Suppose I have to ANPR (automatic number plate recognition) cameras, which scan licence plates of vehicles. Most of the scanned vehicles have licence plates containing 6 characters, but some have a different number. Also, the scans are not done optimal, so the result of the ANPR software is a list of characters of the licence plate and for each character a probability that this is the correct character.
For example, if a camera gives me the result ['A', 'B', 'C', '1', '2', '3'] and [0.89, 0.78, 0.94, 0.56, 0.78] then the chance that the first character is an A is 89% and that it isn't an A is 11%, the chance that the second character is a B is 78%, etc.
Suppose I get 2 results in a format like this of licences with the same length (same amount of characters) from 2 different cameras, how do I calculate the chance that it is the licence plate from the same vehicle?
And second, how do I calculate the chance that it is the licence plate from the same vehicle if the lengths of the results from the 2 different cameras is not the same? This can happen for example when one character is missed by a camera.
The second question is a combinatorics hell, and you should make several assumptions as @TonyK mentioned in the comments to even start to tackle the problem. I will try to answer the first, which also requires several assumptions to be made but is much easier to answer.
Let's say a license plate is composed of $n$ characters. You observe license plates in the wild, which are samples from the random vector $\boldsymbol{C} = (C_1, \ldots, C_n)$, corrupted by your devices/detectors (the software of the cameras). That is, the sample $\boldsymbol{c} = (c_1,\ldots,c_n)$ may be corrupted by camera A and what you get is $\boldsymbol{c}^A = (c_1^A,\ldots,c_n^A)$, and if it is corrupted by camera B you get $\boldsymbol{c}^B = (c_1^B,\ldots,c_n^B)$. You want to know if, given two corrupted samples $\boldsymbol{x}^A$ and $\boldsymbol{y}^B$, they come from the same original, true sample. That is, you want to compute: $$P(\boldsymbol{x} = \boldsymbol{y} | \boldsymbol{x}^A, \boldsymbol{y}^B)$$
We can express this differently by iterating through the values the random vector $\boldsymbol{C}$ can take: \begin{align} P(\boldsymbol{x} = \boldsymbol{y} | \boldsymbol{x}^A, \boldsymbol{y}^B) &= \sum_\boldsymbol{s} P(\boldsymbol{x} = \boldsymbol{s}, \boldsymbol{y} = \boldsymbol{s} | \boldsymbol{x}^A, \boldsymbol{y}^B) \\ &= \sum_\boldsymbol{s} P(\boldsymbol{x} = \boldsymbol{s} | \boldsymbol{x}^A) P(\boldsymbol{y} = \boldsymbol{s} | \boldsymbol{y}^B) \\ &= \sum_{s_1,\ldots,s_n} P((x_1,\ldots,x_n) = (s_1,\ldots,s_n) | \boldsymbol{x}^A) P((y_1,\ldots,y_n) = (s_1,\ldots,s_n) | \boldsymbol{y}^B) \\ &= \sum_{s_1,\ldots,s_n} \prod_i P(x_i = s_i | x_i^A)P(y_i = s_i | y_i^B) \end{align} We have made two assumptions here.

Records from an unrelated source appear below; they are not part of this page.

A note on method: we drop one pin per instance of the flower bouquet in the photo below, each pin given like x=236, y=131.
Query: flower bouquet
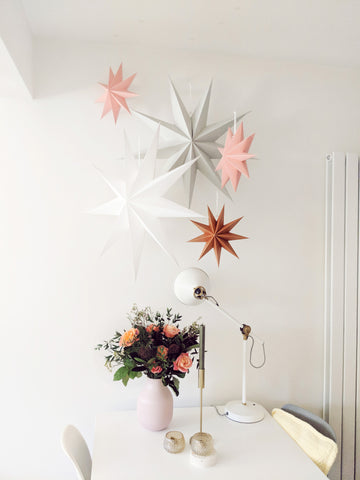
x=154, y=346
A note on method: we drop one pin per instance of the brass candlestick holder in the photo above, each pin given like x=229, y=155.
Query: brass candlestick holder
x=202, y=453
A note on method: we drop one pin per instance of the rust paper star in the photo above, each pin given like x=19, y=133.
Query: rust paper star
x=234, y=156
x=217, y=235
x=116, y=93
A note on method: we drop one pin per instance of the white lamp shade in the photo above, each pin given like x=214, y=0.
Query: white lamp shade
x=187, y=281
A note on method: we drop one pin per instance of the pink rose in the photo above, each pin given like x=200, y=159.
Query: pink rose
x=150, y=328
x=129, y=338
x=157, y=369
x=162, y=352
x=183, y=363
x=170, y=331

First (second equality), that the observations $\boldsymbol{x}$ and $\boldsymbol{y}$ are independent (which may not be the case, since observing a set of plates with one camera constrains what the other will likely see, for example if they are near each other cars that appear in one might appear in the other). Second (last equality), that the individual characters in a plate are independent from each other (that might also be false, since plate numbers are generally assigned sequentially).

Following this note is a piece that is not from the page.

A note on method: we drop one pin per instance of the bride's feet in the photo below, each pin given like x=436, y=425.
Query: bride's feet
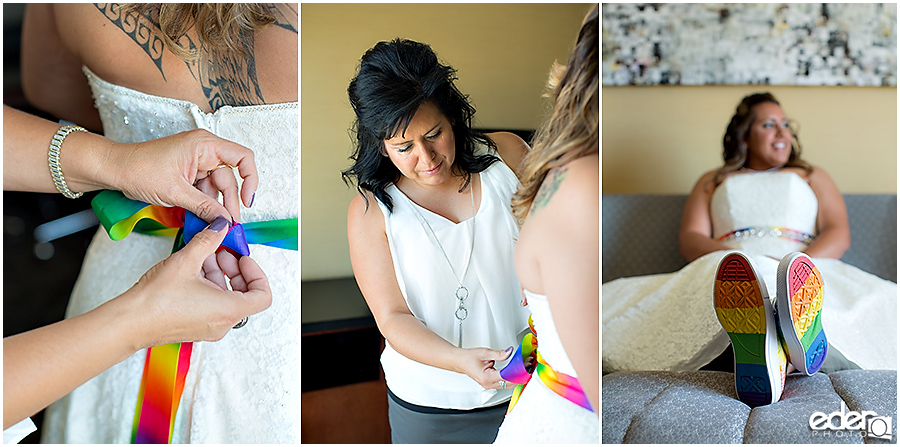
x=743, y=307
x=799, y=304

Now, we need to know $P(x_i = s_i | x_i^A)$, that is, the probability that the true $i$-th character is $s_i$ given that the observed $i$-th character is $x_i^A$. The best way to do that would be to calibrate these values running the system on an annotated dataset. However, we already know $P(x_i = s_i | x_i^A)$ when $s_i = x_i^A$ because that's the score your algorithm returns for character $i$. For the other cases we can make the (yet another!) assumption that the probability is equally distributed among them. That is: $$P(x_i = s_i | x_i^A) = \begin{cases} \text{score}_A(i)\quad &\text{if } s_i = x_i^A\\ \frac{1-\text{score}_A(i)}{M-1}\quad &\text{otherwise} \end{cases}$$
Here $M$ is the size of the character set. The same reasoning applies to $P(y_i = s_i | y_i^B)$. Naturally, this is not amenable to be calculated by hand on a piece of paper, but you can easily embed the computation in your software.